Lá está ele, às voltas com a necessidade de fazer carros perfeitos, melhor que os de seus concorrentes, e de entregar esses veículos a pilotos de quem Ferrari exige não só que corram, mas que vençam.
É preciso sublinhar que os carros daquele tempo eram bem diferentes dos que conhecemos hoje. Para começar, os pilotos corriam com um capacete e roupa esportiva. Nem cinto de segurança tinham, e a morte era comum.
Não é de espantar, portanto, que Ferrari, ele mesmo antigo piloto, viva acompanhado por muitos fantasmas —o dos amigos que morreram, de pilotos que falharam, e sobretudo de seu filho Dino, que morreu em 1956.
Os pilotos eram sócios nessa paixão. Sabem do perigo que correm, mas não podem evitá-lo. Também para eles existe um correr atrás do destino. Fazem tudo para estar sentados num Ferrari, mas isso significa sofrer a pressão permanente do Comendador, como Enzo Ferrari era conhecido.
Diferentemente dos de hoje, que são antes de tudo aplicados trabalhadores, os corredores daquele tempo eram com frequência playboys um tanto nobres e um tanto milionários suspensos entre a vitória, vista como glória, e a morte. Tinham em comum com os de hoje o hábito de levar garotas bonitas para as corridas.
Durante uma sessão de testes, morre um piloto, Eugenio Castellotti. A morte de Castellotti, segundo consta, foi creditada à obsessão pela vitória de seu patrão, Enzo Ferrari.

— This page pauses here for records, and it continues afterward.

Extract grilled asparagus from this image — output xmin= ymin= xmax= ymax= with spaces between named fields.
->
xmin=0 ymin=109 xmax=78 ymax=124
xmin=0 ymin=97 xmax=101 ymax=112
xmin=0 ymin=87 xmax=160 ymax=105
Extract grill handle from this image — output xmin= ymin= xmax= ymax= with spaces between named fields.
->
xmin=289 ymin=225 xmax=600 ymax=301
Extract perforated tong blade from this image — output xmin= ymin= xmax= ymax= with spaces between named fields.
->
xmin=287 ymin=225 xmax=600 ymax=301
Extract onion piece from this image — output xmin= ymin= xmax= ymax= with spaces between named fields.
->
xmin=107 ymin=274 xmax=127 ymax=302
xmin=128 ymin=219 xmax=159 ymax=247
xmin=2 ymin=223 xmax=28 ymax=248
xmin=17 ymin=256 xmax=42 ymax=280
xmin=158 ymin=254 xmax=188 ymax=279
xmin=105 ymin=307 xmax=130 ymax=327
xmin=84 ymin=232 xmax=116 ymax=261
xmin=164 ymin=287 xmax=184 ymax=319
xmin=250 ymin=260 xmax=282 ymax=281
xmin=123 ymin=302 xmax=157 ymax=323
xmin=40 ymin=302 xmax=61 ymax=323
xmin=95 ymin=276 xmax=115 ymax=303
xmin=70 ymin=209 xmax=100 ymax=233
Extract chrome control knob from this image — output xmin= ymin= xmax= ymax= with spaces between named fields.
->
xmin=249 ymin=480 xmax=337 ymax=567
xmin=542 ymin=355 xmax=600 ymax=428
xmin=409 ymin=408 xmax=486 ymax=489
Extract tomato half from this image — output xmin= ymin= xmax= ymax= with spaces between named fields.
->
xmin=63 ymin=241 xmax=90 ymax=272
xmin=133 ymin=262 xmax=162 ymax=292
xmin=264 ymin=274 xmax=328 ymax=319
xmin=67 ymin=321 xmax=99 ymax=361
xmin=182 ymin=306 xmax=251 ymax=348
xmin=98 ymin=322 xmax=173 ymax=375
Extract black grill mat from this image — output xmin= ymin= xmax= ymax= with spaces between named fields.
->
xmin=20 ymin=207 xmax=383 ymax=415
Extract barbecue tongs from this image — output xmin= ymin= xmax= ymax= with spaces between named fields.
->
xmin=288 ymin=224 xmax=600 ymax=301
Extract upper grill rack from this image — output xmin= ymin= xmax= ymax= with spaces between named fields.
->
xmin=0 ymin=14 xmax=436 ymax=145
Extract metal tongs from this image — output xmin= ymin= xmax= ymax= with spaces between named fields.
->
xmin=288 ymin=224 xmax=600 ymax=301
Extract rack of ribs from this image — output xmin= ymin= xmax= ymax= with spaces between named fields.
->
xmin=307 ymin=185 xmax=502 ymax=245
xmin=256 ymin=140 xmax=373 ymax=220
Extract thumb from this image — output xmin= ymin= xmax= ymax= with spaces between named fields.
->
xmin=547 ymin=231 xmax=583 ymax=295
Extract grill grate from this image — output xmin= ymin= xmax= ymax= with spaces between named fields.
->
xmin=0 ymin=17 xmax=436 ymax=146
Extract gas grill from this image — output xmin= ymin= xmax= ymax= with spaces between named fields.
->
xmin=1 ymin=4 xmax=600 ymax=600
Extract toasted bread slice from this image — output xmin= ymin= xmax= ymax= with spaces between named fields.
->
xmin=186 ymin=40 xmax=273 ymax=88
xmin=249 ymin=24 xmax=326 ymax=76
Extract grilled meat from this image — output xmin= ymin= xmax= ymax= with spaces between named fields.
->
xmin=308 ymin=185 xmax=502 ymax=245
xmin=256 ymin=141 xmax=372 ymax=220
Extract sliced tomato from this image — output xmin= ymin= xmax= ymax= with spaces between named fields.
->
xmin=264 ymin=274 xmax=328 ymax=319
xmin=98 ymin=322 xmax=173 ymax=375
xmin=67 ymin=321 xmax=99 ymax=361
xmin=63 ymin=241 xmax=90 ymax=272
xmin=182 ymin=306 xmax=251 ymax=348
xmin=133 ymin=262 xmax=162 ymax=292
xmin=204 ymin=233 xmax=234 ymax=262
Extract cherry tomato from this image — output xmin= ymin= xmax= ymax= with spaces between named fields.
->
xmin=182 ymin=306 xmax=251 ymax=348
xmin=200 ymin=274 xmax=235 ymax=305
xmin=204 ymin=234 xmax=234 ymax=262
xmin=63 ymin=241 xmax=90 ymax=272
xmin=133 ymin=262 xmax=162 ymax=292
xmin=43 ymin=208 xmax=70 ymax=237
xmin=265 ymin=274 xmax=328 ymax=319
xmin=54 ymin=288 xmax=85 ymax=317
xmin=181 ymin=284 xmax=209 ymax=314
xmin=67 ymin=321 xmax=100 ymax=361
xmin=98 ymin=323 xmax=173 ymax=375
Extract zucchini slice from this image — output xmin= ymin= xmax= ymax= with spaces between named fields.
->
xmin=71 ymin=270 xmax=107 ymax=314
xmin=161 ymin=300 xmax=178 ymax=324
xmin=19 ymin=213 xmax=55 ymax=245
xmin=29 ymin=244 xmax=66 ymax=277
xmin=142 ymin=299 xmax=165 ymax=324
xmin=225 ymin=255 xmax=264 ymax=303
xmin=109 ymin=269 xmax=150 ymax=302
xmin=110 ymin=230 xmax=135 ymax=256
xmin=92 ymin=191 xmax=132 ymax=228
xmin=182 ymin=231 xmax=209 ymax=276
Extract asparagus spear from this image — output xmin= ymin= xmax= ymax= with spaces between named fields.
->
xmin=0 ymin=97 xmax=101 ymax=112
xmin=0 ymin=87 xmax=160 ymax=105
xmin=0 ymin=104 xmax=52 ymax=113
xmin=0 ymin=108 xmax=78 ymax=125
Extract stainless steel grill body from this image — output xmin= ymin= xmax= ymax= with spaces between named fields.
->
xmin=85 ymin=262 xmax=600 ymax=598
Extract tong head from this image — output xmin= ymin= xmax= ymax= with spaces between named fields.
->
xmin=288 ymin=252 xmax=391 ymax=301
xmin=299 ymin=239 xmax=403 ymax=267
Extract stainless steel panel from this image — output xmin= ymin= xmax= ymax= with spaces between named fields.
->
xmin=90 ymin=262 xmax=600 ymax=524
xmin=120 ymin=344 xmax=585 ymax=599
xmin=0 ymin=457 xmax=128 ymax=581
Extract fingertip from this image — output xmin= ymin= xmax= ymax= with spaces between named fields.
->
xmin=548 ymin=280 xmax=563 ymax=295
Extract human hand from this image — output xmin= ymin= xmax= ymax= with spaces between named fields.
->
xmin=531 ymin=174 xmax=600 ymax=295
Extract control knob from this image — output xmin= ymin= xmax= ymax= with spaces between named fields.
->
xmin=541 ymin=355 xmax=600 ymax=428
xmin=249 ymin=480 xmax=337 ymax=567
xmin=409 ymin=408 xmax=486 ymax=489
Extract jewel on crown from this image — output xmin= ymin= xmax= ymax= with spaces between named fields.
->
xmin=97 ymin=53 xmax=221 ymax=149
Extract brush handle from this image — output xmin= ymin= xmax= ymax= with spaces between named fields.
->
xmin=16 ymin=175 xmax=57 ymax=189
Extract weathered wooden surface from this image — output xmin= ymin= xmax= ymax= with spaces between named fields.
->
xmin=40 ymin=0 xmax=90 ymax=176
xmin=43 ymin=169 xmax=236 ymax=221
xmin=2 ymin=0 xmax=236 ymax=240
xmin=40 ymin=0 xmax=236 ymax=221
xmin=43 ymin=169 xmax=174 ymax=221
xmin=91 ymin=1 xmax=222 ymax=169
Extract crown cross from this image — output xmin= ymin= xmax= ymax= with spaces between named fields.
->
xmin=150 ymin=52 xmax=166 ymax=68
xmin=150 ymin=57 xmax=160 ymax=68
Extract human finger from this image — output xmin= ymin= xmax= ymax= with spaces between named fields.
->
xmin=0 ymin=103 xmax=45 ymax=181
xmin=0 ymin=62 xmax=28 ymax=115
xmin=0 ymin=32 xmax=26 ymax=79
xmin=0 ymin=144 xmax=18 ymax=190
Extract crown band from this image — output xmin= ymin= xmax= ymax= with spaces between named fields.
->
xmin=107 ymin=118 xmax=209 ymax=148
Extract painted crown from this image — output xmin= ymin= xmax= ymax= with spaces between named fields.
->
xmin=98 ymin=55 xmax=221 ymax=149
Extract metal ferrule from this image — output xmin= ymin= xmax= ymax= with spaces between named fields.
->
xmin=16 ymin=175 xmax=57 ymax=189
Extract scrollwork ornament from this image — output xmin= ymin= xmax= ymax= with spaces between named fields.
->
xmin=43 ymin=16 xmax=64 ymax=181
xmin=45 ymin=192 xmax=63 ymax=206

Vale lembrar que a morte de Ayrton Senna também é creditada ao mesmo tipo de obsessão.
Ferrari sofre pressões terríveis. No círculo familiar, tem de se entender com sua mulher, Laura, vivida por Penélope Cruz. É a mãe de Dino, com quem ele não se dá há muito, embora seja sua sócia na fábrica. Ao mesmo tempo, ele tem uma amante de longa data, Lina, com quem tem um filho de dez anos, Piero.
São personagens com trajetos muito diferentes entre si, que Mann une magnificamente, durante uma única ária de ópera —o passado e o presente, o ponto central sobre o qual o filme se equilibra.

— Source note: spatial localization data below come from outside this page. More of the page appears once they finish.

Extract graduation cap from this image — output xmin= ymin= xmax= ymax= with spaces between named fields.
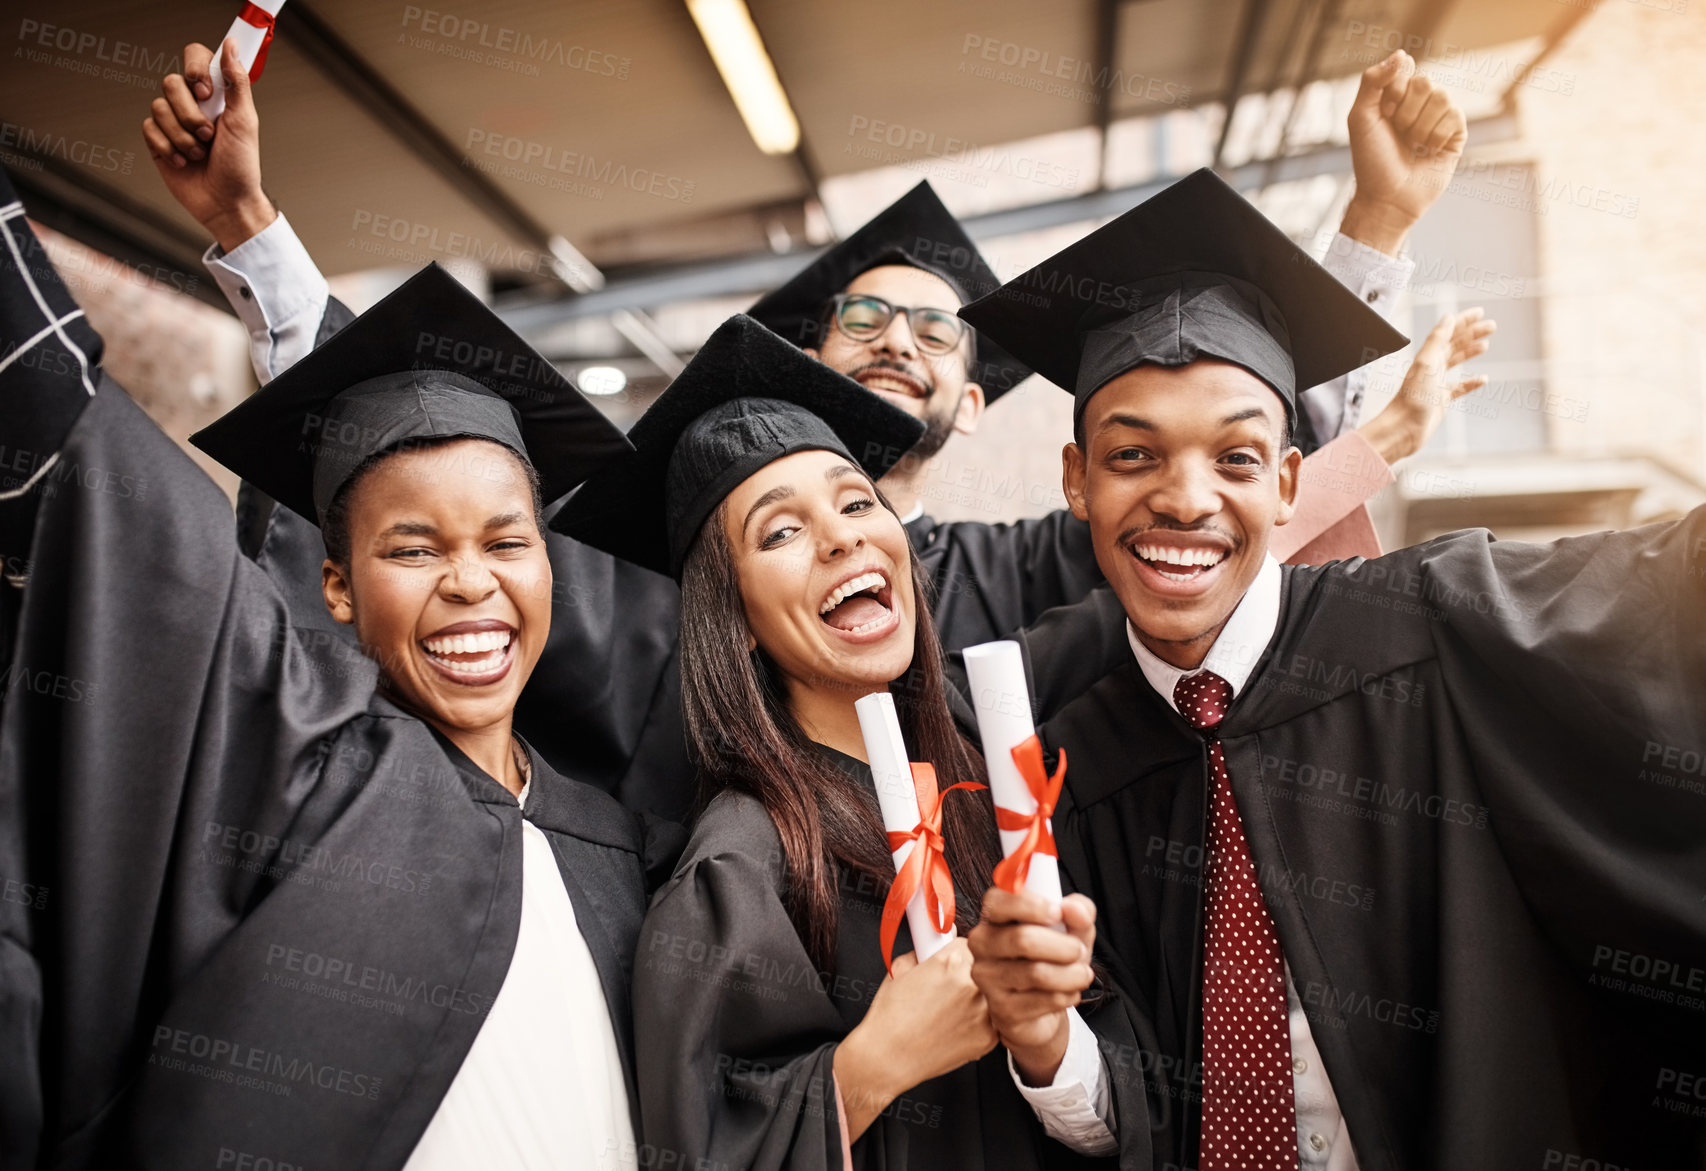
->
xmin=747 ymin=181 xmax=1031 ymax=401
xmin=957 ymin=168 xmax=1408 ymax=428
xmin=192 ymin=264 xmax=631 ymax=523
xmin=553 ymin=314 xmax=925 ymax=578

Na vida profissional, as coisas não estão muito melhor para o Comendador, diga-se. Além da morte do piloto, a Ferrari se encontra em estado quase falimentar. Sua única opção é vencer as Mille Miglie, mil milhas, para valorizar a marca. E Enzo não se entrega ao, digamos, mercado. Despreza, por exemplo, a Jaguar, que venceu as 24 Horas de Le Mans. Afinal, diz ele, a Jaguar quer ganhar corridas só para vender carros.
Ele é o inverso. Precisa vender carros para continuar ganhando corridas. É um obstinado em busca da perfeição. Com a corda no pescoço, precisa vencer mais ainda.
Tudo isso acontece num período curto de tempo —o momento em que seriam disputadas as insanas Mille Miglie, corrida de rua e estrada, onde, como diz Ferrari, o maior perigo para os corredores são as crianças e os cachorros na pista. A corrida teria sua última edição em 1957, precisamente e não por acaso.
Nessa edição, para substituir o piloto que havia morrido, Ferrari dá o lugar a Alfonso de Portago, playboy espanhol tão célebre que namorava a atriz Linda Christian, mais famosa por sua beleza, e aqui se mostra um traço curioso de Ferrari. Ele não gostava de atrizes perto dos carros. Nenhum moralismo nisso. Entendia que elas chamavam mais atenção do que seus automóveis.
Essa obsessão pelo carro, sua perfeição, sua performance, o marcam tanto quanto os fantasmas que o cercam, os vivos e os mortos. Michael Mann faz, assim, um filme de fatura clássica, como é seu costume, admirável, entre outras coisas, por optar pelo trágico em vez da psicologia.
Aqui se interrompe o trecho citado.